If you don't have a good system for remote monitoring and management of your geo-diverse network, you can't keep your costs in check and grow your revenue. You'll constantly be guessing where problems are going to crop up, and that's an expensive game to play.
What you need is an integrated suite of remote monitoring tools that tells you what's happening at your network sites. You'll understand which technician to send, when to send them, and which tools and parts they need to take to perform necessary repairs. Compare this to the unfortunate reality of your customers and users reporting problems to you after they lose service.
So what are the most important elements of the system you need?
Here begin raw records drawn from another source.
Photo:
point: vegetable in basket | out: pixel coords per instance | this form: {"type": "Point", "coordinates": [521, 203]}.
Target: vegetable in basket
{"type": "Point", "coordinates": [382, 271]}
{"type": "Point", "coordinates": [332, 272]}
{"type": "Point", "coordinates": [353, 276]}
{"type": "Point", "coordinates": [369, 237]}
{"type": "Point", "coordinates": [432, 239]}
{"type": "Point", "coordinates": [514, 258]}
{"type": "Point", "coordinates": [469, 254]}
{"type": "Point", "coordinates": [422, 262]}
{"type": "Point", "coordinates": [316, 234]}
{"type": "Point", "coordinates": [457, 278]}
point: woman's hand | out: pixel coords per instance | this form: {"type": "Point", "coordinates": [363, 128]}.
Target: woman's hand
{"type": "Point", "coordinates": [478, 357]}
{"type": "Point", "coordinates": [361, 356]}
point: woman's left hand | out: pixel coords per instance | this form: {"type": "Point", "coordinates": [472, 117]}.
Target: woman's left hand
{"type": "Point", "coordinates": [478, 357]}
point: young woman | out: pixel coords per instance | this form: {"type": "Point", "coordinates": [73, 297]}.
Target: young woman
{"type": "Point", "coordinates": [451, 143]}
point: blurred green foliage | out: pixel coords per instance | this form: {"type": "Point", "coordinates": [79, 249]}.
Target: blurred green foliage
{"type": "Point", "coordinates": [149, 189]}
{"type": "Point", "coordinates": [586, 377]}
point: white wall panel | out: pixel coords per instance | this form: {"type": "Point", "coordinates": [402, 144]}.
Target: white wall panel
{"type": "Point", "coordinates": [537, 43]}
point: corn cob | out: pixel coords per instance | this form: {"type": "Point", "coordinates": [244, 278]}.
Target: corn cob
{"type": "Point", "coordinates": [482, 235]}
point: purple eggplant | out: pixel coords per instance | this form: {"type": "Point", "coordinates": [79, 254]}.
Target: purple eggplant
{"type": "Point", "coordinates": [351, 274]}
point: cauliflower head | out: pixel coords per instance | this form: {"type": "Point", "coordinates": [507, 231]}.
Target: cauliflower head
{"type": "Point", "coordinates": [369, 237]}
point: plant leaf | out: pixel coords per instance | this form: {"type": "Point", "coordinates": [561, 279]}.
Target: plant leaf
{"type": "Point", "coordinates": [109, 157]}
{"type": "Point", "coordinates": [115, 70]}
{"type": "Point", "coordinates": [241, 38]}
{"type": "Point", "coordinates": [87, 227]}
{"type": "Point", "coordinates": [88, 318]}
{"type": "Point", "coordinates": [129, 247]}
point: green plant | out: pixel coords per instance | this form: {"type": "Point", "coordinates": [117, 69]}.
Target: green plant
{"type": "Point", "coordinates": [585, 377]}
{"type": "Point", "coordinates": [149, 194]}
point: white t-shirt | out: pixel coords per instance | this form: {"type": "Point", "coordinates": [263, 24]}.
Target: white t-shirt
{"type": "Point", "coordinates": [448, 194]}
T/Mon Remote Monitoring and Management Nails the Top 3 Features T/Mon is a hardware & software appliance for remote monitoring that runs on a very stable platform. It's running worldwide right now in networks large and small.
T/Mon monitors more than 25 protocols, spanning the decades from legacy to modern (ex. Encrypted SNMPv3). This makes it an ideal candidate when you have to monitor SNMP gear, but you also have lots of legacy/proprietary/SCADA gear in your network.
Once alarms are brought into T/Mon, it doesn't matter where they originated. All alarms are equal once they've been imported by T/Mon. Any alarm can appear on T/Mon's geographic maps, Web 2.0 interface, or mobile web (smartphone) interface. You can set up automatic text, voice, and/or email alerts for SNMP alarms just as easily as non-SNMP alarms. Everything is in one unified system that can be monitored by a single person (although multiple users are supported for large networks where alarm counts are very high).